Family Systems Therapy
Key Figures:
Alfred Adler, Murray Bowen, Virginia Satir
Carl Whitaker
Salvador Minuchin, Jay Haley, Cloe Madanes
Family Systems Therapy Viewpoints:
Adlerian Family Therapy
- Key Figure: Alfred Adler
- Time Focus: Present with some reference to the past.
- Therapy Goals: Enable parents as leaders; unlock mistaken goals and interactional patterns in the family; promotion of effective parenting.
- Role & Function of Therapist: Educator; motivational investigator; collaborator.
- Process of Change: Formation of relationship based on mutual respect; investigation o birth order and mistaken goals; re-education.
- Techniques & Innovations: Family constellation; typical day; goal disclosure; natural/logical consequences.
Multi-Generational Family Therapy
- Key Figure: Murray Bowen
- Time Focus: Present and past; family of origin; three generations.
- Role & Function of Therapist: Guide, objective researcher, teacher; monitor of own reactivity.
- Process of Change: Questions and cognitive processes lead to differentiation and understanding of family origin.
- Techniques & Innovations: Genograms; dealing with family-of-origin issues; detriangulating relationships.
Human Validation Process Model
- Key Figure: Virginia Satir
- Time Focus: Here and now.
- Role & Function of Therapist: Active facilitator; resource detective; model for congruence.
- Techniques & Innovations: Empathy; touch, communication; sculpting; role playing; family-life chronology.

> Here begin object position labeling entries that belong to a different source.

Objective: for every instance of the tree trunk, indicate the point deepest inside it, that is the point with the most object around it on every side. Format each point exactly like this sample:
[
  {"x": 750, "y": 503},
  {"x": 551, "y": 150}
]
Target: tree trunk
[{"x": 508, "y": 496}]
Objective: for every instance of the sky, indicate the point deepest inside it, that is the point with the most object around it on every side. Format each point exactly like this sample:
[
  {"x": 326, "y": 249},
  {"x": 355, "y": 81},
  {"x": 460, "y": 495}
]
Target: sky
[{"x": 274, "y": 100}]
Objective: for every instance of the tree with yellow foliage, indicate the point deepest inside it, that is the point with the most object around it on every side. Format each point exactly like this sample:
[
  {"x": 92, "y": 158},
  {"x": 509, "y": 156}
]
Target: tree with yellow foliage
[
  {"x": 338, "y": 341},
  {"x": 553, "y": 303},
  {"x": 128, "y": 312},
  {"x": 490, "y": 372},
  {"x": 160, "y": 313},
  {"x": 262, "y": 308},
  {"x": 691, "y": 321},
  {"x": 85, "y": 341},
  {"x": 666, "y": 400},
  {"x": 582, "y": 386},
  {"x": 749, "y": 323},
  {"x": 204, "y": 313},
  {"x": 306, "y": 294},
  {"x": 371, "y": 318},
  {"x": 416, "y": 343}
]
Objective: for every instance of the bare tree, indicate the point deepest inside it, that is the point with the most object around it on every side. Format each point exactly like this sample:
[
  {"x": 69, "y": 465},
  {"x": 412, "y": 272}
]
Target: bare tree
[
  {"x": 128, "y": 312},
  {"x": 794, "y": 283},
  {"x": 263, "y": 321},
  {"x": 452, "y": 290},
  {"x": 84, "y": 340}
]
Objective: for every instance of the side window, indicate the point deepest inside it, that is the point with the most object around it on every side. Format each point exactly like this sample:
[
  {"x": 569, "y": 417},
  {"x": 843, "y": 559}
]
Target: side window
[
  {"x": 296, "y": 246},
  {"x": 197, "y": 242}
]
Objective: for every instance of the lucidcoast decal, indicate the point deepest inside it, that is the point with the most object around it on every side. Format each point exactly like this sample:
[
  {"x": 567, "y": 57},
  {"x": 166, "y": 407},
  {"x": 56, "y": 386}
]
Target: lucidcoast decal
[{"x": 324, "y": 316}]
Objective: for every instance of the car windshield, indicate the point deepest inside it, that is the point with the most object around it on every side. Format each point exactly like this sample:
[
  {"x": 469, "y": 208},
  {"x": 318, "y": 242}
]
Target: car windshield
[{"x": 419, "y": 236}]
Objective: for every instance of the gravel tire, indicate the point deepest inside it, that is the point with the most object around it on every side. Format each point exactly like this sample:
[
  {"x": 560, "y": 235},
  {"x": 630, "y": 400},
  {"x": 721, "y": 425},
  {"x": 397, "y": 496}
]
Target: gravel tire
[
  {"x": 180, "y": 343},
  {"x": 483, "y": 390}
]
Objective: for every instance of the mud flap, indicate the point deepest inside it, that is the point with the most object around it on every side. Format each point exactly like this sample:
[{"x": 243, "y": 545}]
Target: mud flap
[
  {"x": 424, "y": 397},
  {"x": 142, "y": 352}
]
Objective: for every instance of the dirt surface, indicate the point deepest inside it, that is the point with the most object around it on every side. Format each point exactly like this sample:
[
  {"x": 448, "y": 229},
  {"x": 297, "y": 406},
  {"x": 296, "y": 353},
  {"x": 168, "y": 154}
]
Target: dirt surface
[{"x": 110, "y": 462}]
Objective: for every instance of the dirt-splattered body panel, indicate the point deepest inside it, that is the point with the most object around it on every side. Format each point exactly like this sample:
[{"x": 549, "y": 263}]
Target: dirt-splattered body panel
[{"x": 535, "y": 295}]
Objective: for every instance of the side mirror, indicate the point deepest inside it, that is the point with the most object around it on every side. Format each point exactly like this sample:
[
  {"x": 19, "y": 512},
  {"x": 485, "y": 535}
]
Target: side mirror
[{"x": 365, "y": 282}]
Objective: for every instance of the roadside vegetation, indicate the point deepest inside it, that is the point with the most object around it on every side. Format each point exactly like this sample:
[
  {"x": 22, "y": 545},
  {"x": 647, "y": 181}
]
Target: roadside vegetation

Experimental/Symbolic Family Therapy
- Key Figure: Carl Whitaker
- Time Focus: Present
- Role & Function of Therapist: Family coach; challenger; model for change through play.
- Process of Change: Awareness and seeds of change are planted in therapy confrontations.
- Techniques & Innovations: Co-therapy; self-disclosure; confrontation; use of self as change agent.
Key Figure: Salvador Minuchin
Time Focus: Present and past.
Therapy Goals: Restructure family organization; change dysfunctional transactional patterns.
Role & Function of Therapist: "Friendly Uncle"; stage manager; promoter of change in family structure.
Process of Change: Therapist joins the family in a leadership role; changes structure; sets boundaries.
Techniques & Innovations: Joining and accommodating; unbalancing; tracking; boundary making; enactments.
Strategic Family Therapy
- Key Figures: Jay Haley and Cloe Madanes
- Time Focus: Present and future.
- Therapy Goals: Eliminate presenting problem; change dysfunctional patterns; interrupt sequence.
- Role & Function of Therapist: Active director of change; problem solver.
- Process of Change: Change occurs through action-oriented directives and paradoxical interventions.
- Techniques & Innovations: Reframing; directives and paradox; amplifying; pretending; enactments.
In Family Systems Therapy, the members and systems are assessed based on power, alignment, organization, structure, development, culture, and gender.